Remniscent of cowboys in the US Wild West. This 'road' runs between various sections of the farm. Just over the hill the road opens up into the main residential section. To the left here is another residential section for guests. To the right is the start of a huge game section. A short way behind me, the 'road' opens into a rather large cattle section of the farm. The hill itself is a dune that would be very old, like more than two thousand years.
A cattle herder is taking some cattle to the main residential section. The three guys on the horses are bushmen that work on the farm. Apart from the owner, there are about 5 families of bushmen people living on the farm. The horses are endurance horses. The riders and us (on a light truck) are off to persuade a hartebeest bull (Alcelaphus caama) to leave the cattle section and join some hartebeest females in the game camp. He came from elsewhere and it would be good for the hartebeest population on this farm, if he could join the females in residence. Since the hartebeest is a wild antelope, the guys are excellent trackers and the horses will easily stay with it, while they drive the bull to the game section. It would be better to stick to the various roads and tracks with the truck.
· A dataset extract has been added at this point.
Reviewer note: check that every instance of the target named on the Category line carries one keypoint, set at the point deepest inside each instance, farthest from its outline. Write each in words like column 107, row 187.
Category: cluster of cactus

To me, the interesting part is that they use two-way radios to stay in contact. Something went wrong with this method of comms, so they started phoning each other, using their mobiles. Which is one of the reasons why each family head has a mobile provided by the farmer. Because the farm is quite flat, there is no problem with the mobile signal.
The operation was a success as the hartebeest bull ended up in the right section and did seem to get wind of the females. For a short while there, I was a pimp.
I will be away to Botswana to do some volunteer work there. My expected absence will be three weeks. But I do take my camera along.